このように、人間のたましいとはとても複雑で巨大なものなのです。肉体の心など『たましいのほんの一部分』でしかありません。しかし、私たちは肉体の心が主導権を握っています。現代は医学が発達したこともあって、肉体の心を薬物である程度コントロールすることは可能です。しかし、粗暴な人に薬物を投与して穏やかになったとしてもそれは肉体の表面の心にしか効いていません。その人の心の奥は何ひとつ変わっていません。

 
昨今流行りの自己啓発やスピリチュアル系のセミナーで、「考え方を変えれば幸せになる」とか「心を変化させれば願望が叶う」などとおっしゃる方がおられますが、仮に変化したとしてもそれは氷山の一角を少しばかり変化させたということに過ぎません。

 
肉体の表面の心を少しばかり変えたところで、心の全体からみればほとんど何も変化していません。

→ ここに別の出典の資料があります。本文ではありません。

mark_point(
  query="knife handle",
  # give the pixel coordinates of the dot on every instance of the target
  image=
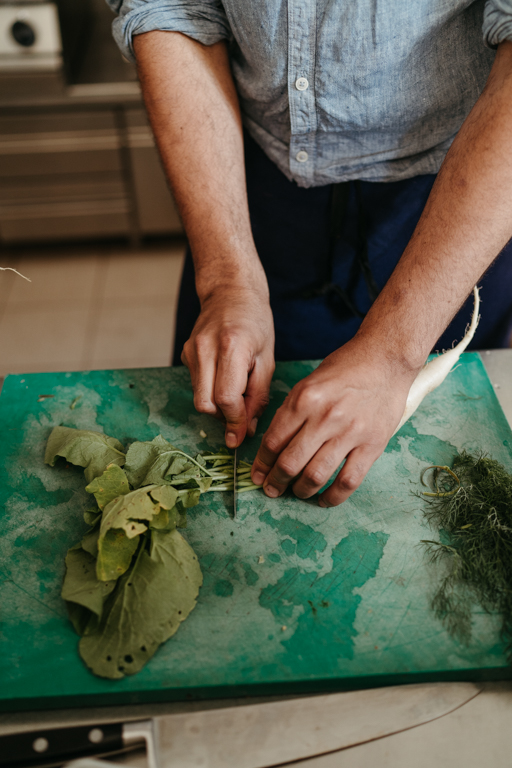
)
(58, 745)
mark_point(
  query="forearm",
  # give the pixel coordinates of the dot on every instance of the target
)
(193, 109)
(465, 224)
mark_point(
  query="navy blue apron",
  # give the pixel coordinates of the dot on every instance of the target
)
(327, 251)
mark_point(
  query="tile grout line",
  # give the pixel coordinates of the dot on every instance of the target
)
(4, 298)
(95, 309)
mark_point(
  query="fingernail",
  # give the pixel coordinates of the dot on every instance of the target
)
(230, 439)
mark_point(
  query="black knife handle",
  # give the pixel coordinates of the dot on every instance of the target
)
(58, 745)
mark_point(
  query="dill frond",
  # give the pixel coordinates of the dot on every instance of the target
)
(476, 515)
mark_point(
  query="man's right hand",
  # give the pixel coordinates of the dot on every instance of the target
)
(230, 356)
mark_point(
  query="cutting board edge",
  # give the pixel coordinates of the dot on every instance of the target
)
(279, 688)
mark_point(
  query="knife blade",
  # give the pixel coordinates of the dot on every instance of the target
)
(251, 735)
(235, 484)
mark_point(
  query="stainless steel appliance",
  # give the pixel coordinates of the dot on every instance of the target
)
(37, 36)
(77, 158)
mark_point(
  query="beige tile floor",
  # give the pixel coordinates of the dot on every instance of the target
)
(88, 307)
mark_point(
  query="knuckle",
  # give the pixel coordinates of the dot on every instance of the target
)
(229, 341)
(271, 444)
(313, 476)
(308, 398)
(349, 483)
(225, 400)
(201, 345)
(286, 467)
(352, 480)
(203, 405)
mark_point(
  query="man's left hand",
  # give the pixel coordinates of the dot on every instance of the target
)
(348, 408)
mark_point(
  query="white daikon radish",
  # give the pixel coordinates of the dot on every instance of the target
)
(435, 372)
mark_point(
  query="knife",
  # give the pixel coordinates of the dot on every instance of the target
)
(247, 736)
(235, 484)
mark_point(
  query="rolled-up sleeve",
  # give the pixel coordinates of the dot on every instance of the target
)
(497, 25)
(203, 21)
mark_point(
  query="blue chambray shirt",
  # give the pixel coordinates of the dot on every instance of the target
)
(343, 89)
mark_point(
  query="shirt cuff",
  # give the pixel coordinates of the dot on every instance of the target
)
(203, 21)
(497, 25)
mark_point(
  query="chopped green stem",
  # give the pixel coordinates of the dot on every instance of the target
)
(437, 470)
(181, 453)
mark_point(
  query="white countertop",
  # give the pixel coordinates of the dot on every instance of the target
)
(477, 734)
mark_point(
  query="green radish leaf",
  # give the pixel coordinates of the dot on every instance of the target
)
(146, 608)
(189, 498)
(125, 511)
(82, 588)
(89, 542)
(85, 448)
(91, 516)
(141, 456)
(115, 552)
(158, 462)
(111, 484)
(165, 495)
(161, 521)
(124, 519)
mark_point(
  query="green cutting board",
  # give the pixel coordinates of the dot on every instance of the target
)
(295, 597)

物の見方、感情の扱い方、思考法を肉体のレベルで変更したところで、奥に隠れている幽体の意識は何ひとつ変わらないどころか、訳の分からない変化をした肉体の心に対して反発し激しい怒りを持っているかもしれません。。

 
もしもそうだとすれば、肉体の表面の心が優勢なときはそれなりに変わったように見えたとしても、酒に酔った時やボーっとしている時、怒りや悲しみに支配された時、あるいは気分が落ち込んだ時など肉体の表面の心が弱くなって理性が抑制されてしまえば、ふだんは奥に隠れている幽体の意識が表面に現れてくることがあります。そして、それは肉体の意識と違って、誰にも教育されていない、この世のルールなど歯牙にもかけない、欲望の塊のような意識です。

人は、このような時に魔がさしたと言われるような行動をしてしまうのです。

 
したがいまして、心の全体を考えないで心を救うとか、たましいを救うなどということはありえないということです。
もしも本当に心の救いやたましいの救いを得たいと願うのでしたら、肉体だけではなく、幽体や霊体といった霊的な身体のことにも目を向けることが不可欠なのです。